Dinler Dünyası Sayı 49 – Eylül/Ekim 2011 —

Her türden köktenciliğin ve cemaatçiliğin güçlenmesi, 11 Eylül'ün başlıca etkilerinden biridir. Küresel yankıları olan bu trajedi, İslam-Batı ayrımını ortaya çıkardı ve derinleştirdi; tıpkı önceki on yıllardaki aşırı hızlı küreselleşme ve bunun sonucunda ortaya çıkan kültür çatışmasıyla bağlantılı tüm korkuların belirtisi ve hızlandırıcısı olduğu gibi. Ancak medyayı endişelendirmeye ve sürekli olarak beslemeye devam eden bu kimlik gerilimleri (Temmuz ayında meydana gelen Oslo katliamı bunun en son tezahürlerinden biridir), 11 Eylül'ün tam tersi bir başka sonucunu gölgede bıraktı: Tek tanrılı dinlerin, tam da uyandırdıkları fanatizm nedeniyle reddedilmesi. Avrupa'daki son kamuoyu yoklamaları, tek tanrılı dinlerin çağdaşlarımızı giderek daha fazla korkuttuğunu gösteriyor. "Şiddet" ve "gerileme" kelimeleri artık "barış" ve "ilerleme" kelimelerinden daha kolay akıllara geliyor. Dini kimliğe ve sıklıkla bundan kaynaklanan fanatizme bu dönüşün sonuçlarından biri de ateizmde keskin bir artıştır.

Hareket Batı'da yaygın olsa da, en çarpıcı olgu Fransa'da görülüyor. On yıl öncesine göre iki kat daha fazla ateist var ve bugün Fransız halkının çoğunluğu kendini ateist veya agnostik olarak tanımlıyor. Elbette, inançsızlık ve dinsel ilgisizlikteki bu keskin artışın nedenleri daha derin ve bunları bu sayıda inceliyoruz: eleştirel düşünce ve bireyselliğin gelişimi, kentsel yaşam tarzları ve dinsel aktarımın kaybı vb. Ancak çağdaş dinsel şiddetin, fanatiklerin ölümcül çılgınlığından çok daha az dikkat çekici olan, dinden uzaklaşma gibi büyük bir olguyu vurguladığı şüphesiz. Şu sözü kullanabiliriz: Devrilen bir ağacın sesi, büyüyen bir ormanın sesini gizler. Ancak, haklı olarak bizi endişelendirdikleri ve kısa vadede dünya barışını zayıflattıkları için, köktendinciliğin ve cemaatçiliğin yeniden canlanmasına gereğinden fazla odaklanıyor ve uzun tarih ölçeğinde gerçek değişimin, nüfusun tüm katmanlarında dinin ve asırlardır süregelen Tanrı inancının derin bir şekilde azalması olduğunu unutuyoruz.
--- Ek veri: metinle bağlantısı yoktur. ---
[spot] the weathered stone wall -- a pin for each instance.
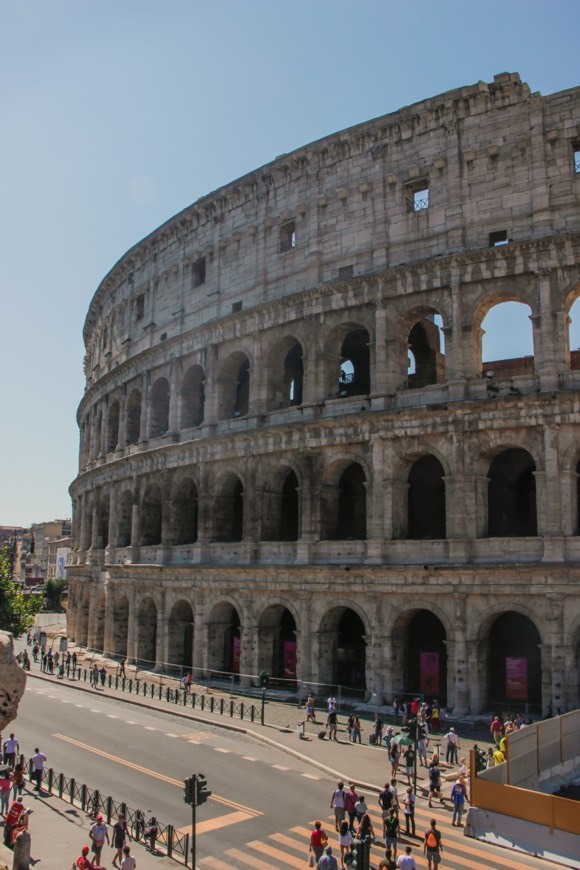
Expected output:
(237, 478)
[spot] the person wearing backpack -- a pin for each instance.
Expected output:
(432, 846)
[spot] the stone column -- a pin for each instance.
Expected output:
(109, 646)
(248, 653)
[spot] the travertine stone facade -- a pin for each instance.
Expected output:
(265, 484)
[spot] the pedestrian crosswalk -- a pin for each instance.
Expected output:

Bana bu olgunun Avrupa'ya özgü ve özellikle Fransa'da etkileyici olduğu söylenecek . Elbette, ama büyümeye devam ediyor ve hatta bu eğilim Amerika Birleşik Devletleri'nin Doğu Yakası'na bile ulaşmaya başlıyor. Kilise'nin en büyük kızı olan Fransa, dinsel kayıtsızlığın en büyük kızı da olabilir. Arap Baharı ayrıca bireysel özgürlük özleminin evrensel olduğunu ve Batı dünyasında olduğu gibi Müslüman dünyasında da nihai sonucunun bireyin din konusunda özgürleşmesi ve Nietzsche'nin kehanet ettiği "Tanrı'nın ölümü" olabileceğini gösteriyor. Dogmanın bekçileri bunu çok iyi anlamışlardır; bireycilik ve göreliliğin tehlikelerini sürekli kınayanlar. Peki inanma, düşünme, değerlerini ve hayatına vermek istediği anlamı seçme özgürlüğü gibi temel bir insan ihtiyacını engelleyebilir miyiz?

Uzun vadede, dinin geleceği bana, binlerce yıldır olduğu gibi kolektif kimlikte ve bireyin gruba boyun eğmesinde değil, kişisel manevi arayış ve sorumlulukta yatıyor gibi geliyor. Gittikçe daha da derinleştiğimiz ateizm ve din reddi evresi, elbette muzaffer bir tüketimciliğe, başkalarına karşı kayıtsızlığa ve yeni barbarlıklara yol açabilir. Ancak aynı zamanda, hepimizin özlemini çektiği büyük evrensel değerlere, yani hakikate, özgürlüğe ve sevgiye gerçekten dayanan, seküler veya dini yeni maneviyat biçimlerinin de habercisi olabilir. O zaman Tanrı -ya da daha doğrusu tüm geleneksel temsilleri- boşuna ölmemiş olacaktır.